In dialogue with the chairman of the Subak

Compost production is easy and can contribute to climate protection

We learned that composting systems can help to reduce emissions, reduce demand for chemical fertilizer, help closing nutrient cycles and contribute to solving the huge waste problem that many regions, including Bali, have. The Canggu-based pick up and composting service Urban Compost introduced a bucket system for the exchange of organic waste, which they collect from households and restaurants and which provides valuable compost for gardening. On an area as small as a private garden in a rural residential area in Germany, they produce five tonnes of compost per month from about five times the amount of organic waste – thanks to the tropical climate, they do so within 10 weeks. This is not only a climate solution but also a way to raise awareness about the waste problem. And the motivation of the customers is high: sustainability is an issue for the people of Bali, also due to Hinduism, which views protecting the earth as imperative and constitutes the largest religious group on the island.
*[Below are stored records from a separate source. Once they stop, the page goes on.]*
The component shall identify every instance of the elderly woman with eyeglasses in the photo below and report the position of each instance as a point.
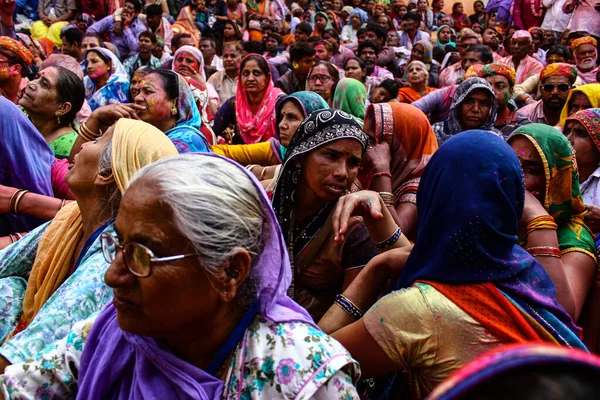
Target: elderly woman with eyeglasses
(52, 277)
(200, 271)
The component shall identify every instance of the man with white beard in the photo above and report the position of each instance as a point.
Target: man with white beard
(586, 55)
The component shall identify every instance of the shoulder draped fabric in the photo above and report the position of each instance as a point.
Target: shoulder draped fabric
(185, 23)
(412, 141)
(257, 127)
(116, 89)
(563, 198)
(474, 224)
(590, 120)
(121, 365)
(511, 360)
(351, 97)
(25, 163)
(308, 102)
(186, 135)
(446, 129)
(591, 90)
(196, 54)
(134, 144)
(318, 129)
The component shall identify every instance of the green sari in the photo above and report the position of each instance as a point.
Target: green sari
(562, 199)
(351, 96)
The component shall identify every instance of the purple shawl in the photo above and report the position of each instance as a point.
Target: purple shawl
(119, 365)
(25, 163)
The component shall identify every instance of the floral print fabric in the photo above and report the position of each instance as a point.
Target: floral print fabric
(273, 360)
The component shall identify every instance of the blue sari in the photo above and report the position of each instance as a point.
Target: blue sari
(25, 163)
(186, 135)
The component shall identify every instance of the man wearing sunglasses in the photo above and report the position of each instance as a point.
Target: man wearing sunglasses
(556, 81)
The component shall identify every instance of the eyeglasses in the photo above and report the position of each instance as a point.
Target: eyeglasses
(138, 258)
(322, 78)
(563, 87)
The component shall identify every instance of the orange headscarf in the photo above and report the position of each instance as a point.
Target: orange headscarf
(412, 141)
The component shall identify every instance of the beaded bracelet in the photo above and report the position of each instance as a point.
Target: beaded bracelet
(388, 198)
(544, 251)
(389, 241)
(19, 197)
(375, 175)
(541, 222)
(348, 306)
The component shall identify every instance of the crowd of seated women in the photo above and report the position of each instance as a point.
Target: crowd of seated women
(298, 200)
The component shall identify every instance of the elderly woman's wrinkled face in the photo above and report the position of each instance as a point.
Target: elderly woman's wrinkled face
(586, 151)
(96, 67)
(186, 64)
(320, 81)
(177, 294)
(152, 95)
(83, 172)
(291, 117)
(380, 95)
(533, 168)
(253, 78)
(330, 170)
(40, 95)
(475, 109)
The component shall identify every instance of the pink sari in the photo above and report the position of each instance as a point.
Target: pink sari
(258, 127)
Absolutely low-tech, absolutely sensible: biogas from liquid manure for cooking in the community garden

Permaculture methods are taught in the community garden

These field trips, which often took the project team just a few kilometres into neighbourhoods surrounding the meeting venue in the morning, were followed by discussions on what the findings mean for modelling and for interpreting the model results of LANDMARC. There was much to discuss since the modelling exercises were already far advanced. Remote sensing data had been processed and was already being analysed. Stakeholder survey results had already contributed views from different actors in the field of land use policy. More concretely, the week in Bali included a field visit with regional stakeholders from Bali and the Indonesian government as well as private sector and funding institutions.

 

What did we synthesize from these exchanges?
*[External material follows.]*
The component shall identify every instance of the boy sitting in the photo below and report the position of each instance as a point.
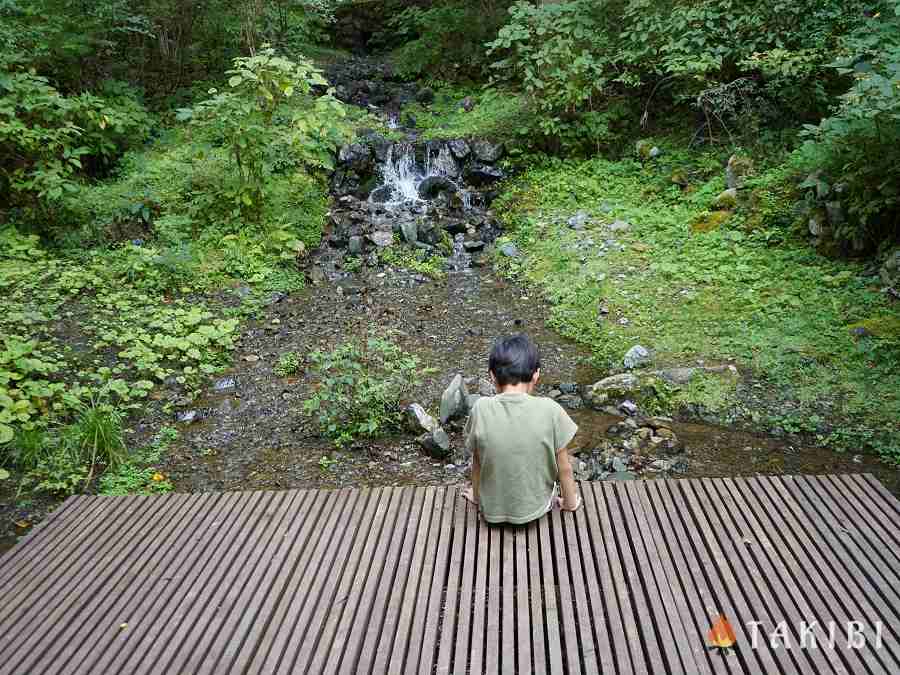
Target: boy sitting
(519, 441)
In order for the LANDMARC project results to be relevant for stakeholders, there are a few conditions that need to be met. Stakeholders need to be:

  1. climate-literate, meaning they need to have a basic understanding of how the information can potentially be of help, e.g. seasonal forecasts of climate for improving the planting time of crops,
  2. respected regarding their knowledge and history as they have experience on what works and does not work locally,
  3. incentivized or rather adequately paid for their service, be it carbon storage or food production, and
  4. briefed about where all the data and knowledge they share with scientists end up and how this contributes to improved policy making.
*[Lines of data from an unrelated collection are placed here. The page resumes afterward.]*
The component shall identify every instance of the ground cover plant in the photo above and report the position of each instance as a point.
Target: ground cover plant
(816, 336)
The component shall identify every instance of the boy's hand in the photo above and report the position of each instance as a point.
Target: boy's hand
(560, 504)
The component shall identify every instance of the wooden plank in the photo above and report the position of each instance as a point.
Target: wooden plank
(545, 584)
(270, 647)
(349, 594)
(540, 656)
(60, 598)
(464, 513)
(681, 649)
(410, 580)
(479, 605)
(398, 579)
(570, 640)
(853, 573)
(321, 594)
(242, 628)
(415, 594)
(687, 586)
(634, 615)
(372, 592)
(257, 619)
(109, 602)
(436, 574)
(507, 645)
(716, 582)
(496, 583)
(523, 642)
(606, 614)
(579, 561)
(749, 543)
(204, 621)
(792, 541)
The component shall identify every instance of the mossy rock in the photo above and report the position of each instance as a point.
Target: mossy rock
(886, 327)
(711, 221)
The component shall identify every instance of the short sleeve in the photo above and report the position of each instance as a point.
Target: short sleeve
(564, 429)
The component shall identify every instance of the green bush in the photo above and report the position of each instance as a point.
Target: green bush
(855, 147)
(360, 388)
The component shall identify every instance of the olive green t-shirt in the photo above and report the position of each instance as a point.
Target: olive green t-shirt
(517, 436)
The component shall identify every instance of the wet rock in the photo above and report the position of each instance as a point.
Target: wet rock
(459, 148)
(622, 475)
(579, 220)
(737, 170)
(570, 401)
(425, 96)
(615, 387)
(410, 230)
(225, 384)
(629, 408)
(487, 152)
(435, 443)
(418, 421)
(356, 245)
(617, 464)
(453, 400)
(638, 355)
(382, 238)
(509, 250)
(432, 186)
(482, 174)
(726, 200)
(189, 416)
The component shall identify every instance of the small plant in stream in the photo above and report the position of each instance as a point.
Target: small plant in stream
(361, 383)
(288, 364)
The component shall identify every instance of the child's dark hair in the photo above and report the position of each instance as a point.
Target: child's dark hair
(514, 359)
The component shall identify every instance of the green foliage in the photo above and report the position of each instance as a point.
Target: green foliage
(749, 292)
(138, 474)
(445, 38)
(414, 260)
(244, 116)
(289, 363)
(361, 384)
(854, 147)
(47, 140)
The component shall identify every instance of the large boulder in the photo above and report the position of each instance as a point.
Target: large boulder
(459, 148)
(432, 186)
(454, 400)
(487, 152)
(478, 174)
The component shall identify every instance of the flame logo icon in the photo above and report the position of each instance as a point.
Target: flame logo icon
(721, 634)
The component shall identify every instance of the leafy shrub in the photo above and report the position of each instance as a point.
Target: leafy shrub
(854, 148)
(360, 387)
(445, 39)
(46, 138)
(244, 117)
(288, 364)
The coffee berry, at the beginning of a long supply chain

I was in fact hesitant to attend the Bali meeting since it involved a long flight with associated emissions, even if these are offset by the Oeko-Institut, for a rather short week-long visit. But the experience of a well-organised exchange with stakeholders in the field cannot be gathered in any another way than by a physical meeting: shaking hands, talking to the manager, smelling the compost, tasting the coffee cherries, and experiencing the climate conditions. In fact, to fully make use of the research results of LANDMARC, more of such ground-truthing would be needed. It is true that the evidence collected from the ground when visiting single projects is a very small sample size and cannot be considered a “validation” of models or remote sensing products in a scientific way. However, anecdotes and personal experience in the field of applied research such as that undertaken by Oeko-Institut are often as convincing for policy makers as bare statistics and they enable researchers to round off the mosaic of conclusions and recommendations for an improved land use policy.

So the answer to whether such a trip is absolutely necessary is, no, but there are many good reasons for doing it anyway.

Dr Hannes Böttcher is a Senior Researcher in the Energy & Climate division in Berlin. One focus of his work is climate protection measures in agriculture and forestry.